Strengths: This work integrates the recent achievement in the deep generative model into the goal-conditioned reinforcement learning. They train the goal-condition model in a hindsight way to solve the sparse reward problem, which combines the advantage of planning method and HER and achieves high sample efficiency. The improvement is very significant and will inspire future works.

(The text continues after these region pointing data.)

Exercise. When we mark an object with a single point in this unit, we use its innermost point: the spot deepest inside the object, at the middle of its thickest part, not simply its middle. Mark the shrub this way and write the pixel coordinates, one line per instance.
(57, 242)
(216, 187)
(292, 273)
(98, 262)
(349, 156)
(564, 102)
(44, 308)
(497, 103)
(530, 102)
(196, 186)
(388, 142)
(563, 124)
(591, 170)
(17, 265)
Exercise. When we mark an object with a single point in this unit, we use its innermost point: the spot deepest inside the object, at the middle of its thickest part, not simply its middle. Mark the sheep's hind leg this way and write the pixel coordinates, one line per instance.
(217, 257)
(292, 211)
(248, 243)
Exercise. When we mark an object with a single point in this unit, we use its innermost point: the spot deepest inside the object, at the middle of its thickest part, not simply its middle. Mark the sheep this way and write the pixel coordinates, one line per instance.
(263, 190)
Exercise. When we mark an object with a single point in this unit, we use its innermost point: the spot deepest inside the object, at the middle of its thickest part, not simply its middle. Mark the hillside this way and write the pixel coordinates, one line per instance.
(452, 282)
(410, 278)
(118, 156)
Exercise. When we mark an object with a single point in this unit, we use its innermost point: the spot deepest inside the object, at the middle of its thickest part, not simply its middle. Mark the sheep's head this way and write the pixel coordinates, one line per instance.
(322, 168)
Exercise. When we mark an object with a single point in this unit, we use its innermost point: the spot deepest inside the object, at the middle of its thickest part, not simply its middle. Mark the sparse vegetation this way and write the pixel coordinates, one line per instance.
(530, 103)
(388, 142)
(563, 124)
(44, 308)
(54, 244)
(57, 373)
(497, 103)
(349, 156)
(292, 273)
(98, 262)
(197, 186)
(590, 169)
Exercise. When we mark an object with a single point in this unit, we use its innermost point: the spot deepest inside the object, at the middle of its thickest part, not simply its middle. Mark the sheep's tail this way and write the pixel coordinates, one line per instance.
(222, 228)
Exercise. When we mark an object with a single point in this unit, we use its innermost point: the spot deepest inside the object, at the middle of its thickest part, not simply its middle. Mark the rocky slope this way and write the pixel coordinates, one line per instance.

Weaknesses: As mentioned in conclusion, the experimental domain is not very challenging. Those domains have a simple forward model, and the planning horizon is typically very short. The proposed model-based approaches may take advantage of that.

Correctness: Yes.

Clarity: The paper is clear.

Relation to Prior Work: Yes

Reproducibility: Yes

Additional Feedback: I have several minor issues: 1. The proposed methods require a more significant number of gradient descent to train the ensemble model. Am I right? What if we do more updates per epoch for HER or other baselines? Sometimes increasing the num_update_per_epoch may increase the data-efficiency in the goal-conditioned RL. 2. What is the performance of HER if we learn an ensemble of the policies? 3. I wonder if we can combine HER with a forward model and do a model-based search. This should be a very straightforward baseline to compare. 4. The figure indices on line 273 and 277 are missing. I would raise my score if the author can address my issues.